The Assistant City Manager serves as a senior member of the City’s executive leadership team, supporting the delivery of leadership, coordination, and administrative oversight across city departments and programs. Primary responsibilities include organizational design, capital allocation strategy, legislative support services, strategic guidance of the City’s utilities enterprise, identification of federal, state, and other institutional funding sources, and assisting with special projects as directed by the City Manager.
About the Assistant City Manager
Driven by a commitment to delivering quality services to the communities he serves; Rob Williamson brings to New Port Richey a career defined by executive leadership across the public and private sectors. A Florida native from neighboring Pinellas County, Mr. Williamson has spent more than two decades serving Florida communities in roles that span elected office, utility enterprise management, business ownership, and public-sector consulting.
Mr. Williamson's executive experience includes service as a Chief Executive Officer of a mid-sized water and wastewater utility in the Florida panhandle with annual revenues of $12 million, a capital budget of $29 million and more than $72 million in assets under his direct responsibility while simultaneously serving as Executive Director of a 3-member regional wholesale water utility authority. In addition, his career has included management of a 23-member county insurance trust, ownership and operation of a private business for more than a decade, service as an elected County Commissioner in Northwest Florida; and, for the last four years, performing as a senior advisor and project manager for a nationally recognized public-sector consulting firm working with cities, counties and utilities across the country. Across each of these roles, he has been responsible for organizational leadership, community service, budget development and oversight, consensus building, workforce management, capital planning, and stakeholder accountability. The core disciplines that define effective local government management.
As an elected official, Mr. Williamson was appointed to serve on the Gulf Consortium Board, the statewide body established under the federal RESTORE Act to direct Florida's share of funding for environmental and economic recovery following the 2010 Deepwater Horizon oil spill. That experience gave him direct exposure to federal grant administration, multi-jurisdictional governance, and legislative affairs at the state and federal level which included the relationship-building and policy navigation required to secure major public investment. During his time in elected office, he secured more than $35 million in combined state and federal funding for infrastructure and environmental restoration projects and led the fiscal process that earned his county its first-ever Distinguished Budget Award from the Government Finance Officers Association.
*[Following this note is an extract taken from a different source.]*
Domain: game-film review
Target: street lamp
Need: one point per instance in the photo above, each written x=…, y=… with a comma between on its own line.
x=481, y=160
An active member of professional associations serving local government and the water sector, Mr. Williamson is a member of the International City/County Management Association (ICMA), Florida Section of the American Water Works Association, the Florida Rural Water Association, and the Water Utility Council, and serves on the Florida 2051 Committee. Mr. Williamson received his Bachelor of Science from Florida State University and is a graduate of the Water and Wastewater Leadership Institute at the University of North Carolina's Kenan-Flagler Business School.